Willermoz nunca lhe respondeu, deixando claro para o Filósofo Desconhecido qual era sua posição ante a maçonaria (ele não fazia mais parte dela).


Em 4 de julho de 1790, escreveu Saint-Martin a Antoine Willermoz: “Informe também, por favor, ao Chefe maior que espero dele uma resposta que não precisa ser muito extensa, pois ao não haver recebido, posso presumir de antemão de que natureza seria, a qual posso apenas presumir, e que em consequência rogo apresentar e admitir minha demissão de meu posto na ordem interior e de amavelmente me apagar de todos os registros e listas maçônicas onde posso estar inscrito. Minhas ocupações não me permitem seguir esta carreira. Não o incomodarei mais por outras razões. Ele sabe bem que a eliminação de meu nome dos registros não o prejudicará em nada já que não lhe sou útil para nada. Também sabe que meu espírito jamais ha sido inscrito, pois somente pode estar vinculado com o ser que a figura”. “Nós estaremos sempre, assim o espero, como Cohens e o estaremos pela iniciação se, não obstante, minha demissão não for um obstáculo, porque então sacrificaria inclusive a iniciação, tendo em conta que todo o regime maçônico é para mim cada dia mais incompatível com minha forma de ser e a simplicidade de meu caminho. Não deixarei de respeitar até a morte a este querido irmão e posso assegurar que não terei más recordações dele em minha vida” - (Carta reproduzida em: Papus, l’illuminisme en France, 1771-1803, op. cit., p. 207-208.).


Assim terminou a passagem do Filósofo desconhecido pelo Regime Escocês Retificado.]


Notas:


1 - Ao menos é o que diz em uma carta escrita em 12 de outubro de 1781 ao príncipe Charles de Hesse, onde ele expõe os projetos e sentimentos que explicam sua conduta durante o Convento. Conhece-se essa carta, graças aos extratos e ao resumo que M. Le Forestier tornou públicos.

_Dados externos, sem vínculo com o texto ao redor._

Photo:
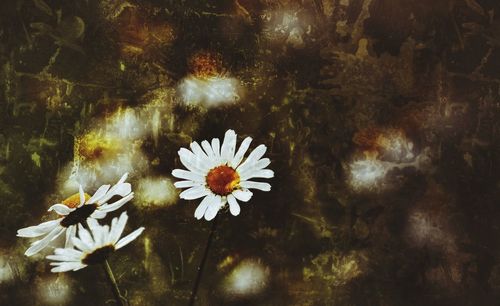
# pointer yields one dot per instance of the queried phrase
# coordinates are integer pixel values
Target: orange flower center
(74, 200)
(222, 180)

2 - M.J. Buche retratou a história dessas diferenças em um livro dedicado à escola mística de Lyon, embora estudando, acima de tudo, a próxima geração, a de Balanche. Descreveu com clareza a oposição dos dois amigos, embora pareça não ter percebido o verdadeiro motivo das questões que os dividiu. M.J. Buche, "La Escuela mística de Lyon", 1935, pp. 17-39.

3 - Publicadas por Papus. Saint-Martin, pp. 124-127.

4 - Papus, Saint-Martin, carta del 21 de octubre de 1.774, p. 127

5 - Papus, Saint-Martin, carta del 21 de julio de 1.775, pp. 127-136.

6 - Este Privot não foi identificado por M. Buche, que procurou nos almanaques de Lyon um médico ou professor que tivesse esse nome sem, no entanto, encontrar. É possível crer que o amigo de Saint-Martin não era um químico profissional. Encontramos em 1791, nas listas da "Sociedade Filantrópica", onde havia tantos Maçons, um M. Privat que vivia na Rue de Farges. Ou seja, exatamente nas proximidades do Novo Caminho, onde Saint-Martin estava à procura de se instalar. A casa que cobiçava é provavelmente a chamada "Pavillon", 53, Rue du Chemin Nouvelle. - Buche. Mystic School. p. 31.


I.C.J.M.S. Que Nossa Ordem Prospere !!!